Je ne le regardais pas plus que j’avais regardé Christian. Il prit ma main. Son sexe était dur. Il le fut davantage quand je serrai mes doigts de toutes mes forces autour de la hampe et que je le branlai au rythme des mouvements du cheval. Je sentais tous les reliefs de son sexe et je m’imaginais ceux du membre de Jimmy dans le vagin de Mireille.

– En appuyant sur la touche droite, tu accélères les mouvements. Tu veux bien essayer, Mireille ?

Elle fut tentée d’objecter.

– C’est pour valider l’espérience ès scientifique, Madame !

Jimmy se tourna vers moi, son regard glissa le long de mon bras. Il me sourit.

– Si c’est Princesse qui te le dit, nulle raison de remettre en cause son argument. Vaï, fais comme Linus te demande…!

Le cheval accéléra progressivement. Je branlais Linus au même rythme. Je sentis sa main se frayer un chemin dans ma culotte, ma chatte qui avait été soumise à tant de pénétrations, à tant d’attouchements quelques heures plus tôt était d’une sensibilité exacerbée. Les caresses de Linus étaient aussi délicates que les miennes étaient rugueuses.

Autour de nous, les confrères et les consœurs commentaient ce qu’ils voyaient. Marcel s’était approché pour regarder de son œil espert si les mouvements de la monture étaient réalistes. Il fit une moue dubitative. Monique lui demanda s’il s’y connaissait tant que ça en la matière.

– Hé bé oui ! Mon grand-père, paix à son âme, que tu as bien connu avait une carriole tirée par une jument. Marguerite, qu’elle s’appelait !

– Ah bon ?! Je ne l’ai jamais vue…

– Té, qu’elle nous a quittés en 1942, la pauvre !

– Ah oui… donc un an avant ta naissance…

– Et alors ?! N’empêche que Barjaco, il avait une jument…

– Pierrot aussi, si tu vas par là…

– Ben alors, qu’est-ce t’attends pour venir espértiser ?!

Jim s’approcha aussi, puisqu’il est espécialiste des chevaux australiens. Il ne s’attarda pas trop sur les mouvements de la monture, mais reprocha à son coumpan de ne pas avoir remarqué la souffrance des mamelles de Madame qui réclamaient leur dose de caresses. Tout en les soulageant, il s’étonna du manque d’attention de son confrère.

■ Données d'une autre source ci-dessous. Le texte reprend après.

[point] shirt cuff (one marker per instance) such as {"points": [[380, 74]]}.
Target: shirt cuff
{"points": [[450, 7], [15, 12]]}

– Mon époux, mon époux, offrez-moi un de vos doux baisers et mon bonheur sera complet !

– Avec plaisir, Madame… Madame Fabre !

Linus demanda à Mireille de tourner la molette de façon à amplifier les va-et-vient et d’appuyer sur le bouton gauche pour les ralentir. Elle obtempéra de bonne grâce à cette requête, je le branlais donc plus amplement et plus lentement. Quelques minutes plus tard, il lui fait faire la manœuvre inverse et mes gestes suivirent cette nouvelle cadence. Je regardais, toujours aussi fascinée, le sexe de Jimmy entrer et sortir de celui de Mireille, à chaque fois plus luisant. Je ne détachais mon regard que lorsque je sentis le sien posé sur moi. Il me souriait, heureux. Sa langue aiguisa ses dents. Je sais ce que cela signifie. Il jouit dans un grognement de plaisir, au même moment, je sentis ma main recouverte du sperme de Linus.

– Perfect timing !

Mireille descendit à grand peine de la monture. « À regret » serait plus exact. Après le dîner, Cathy prit sa première leçon d’équitation avec Alain. Fourbue, je partis me coucher et comme fréquemment, m’endormis entre Jim et Jimmy. Avant de rejoindre notre chambre, je souhaitai une bonne nuit à Linus, lui dis ma hâte de chevaucher avec lui et regrettai de ne pas avoir songé à me procurer de la pierre d’alun. Il me rendit mon baiser, me fit un clin d’œil et en sortit un morceau de sa poche.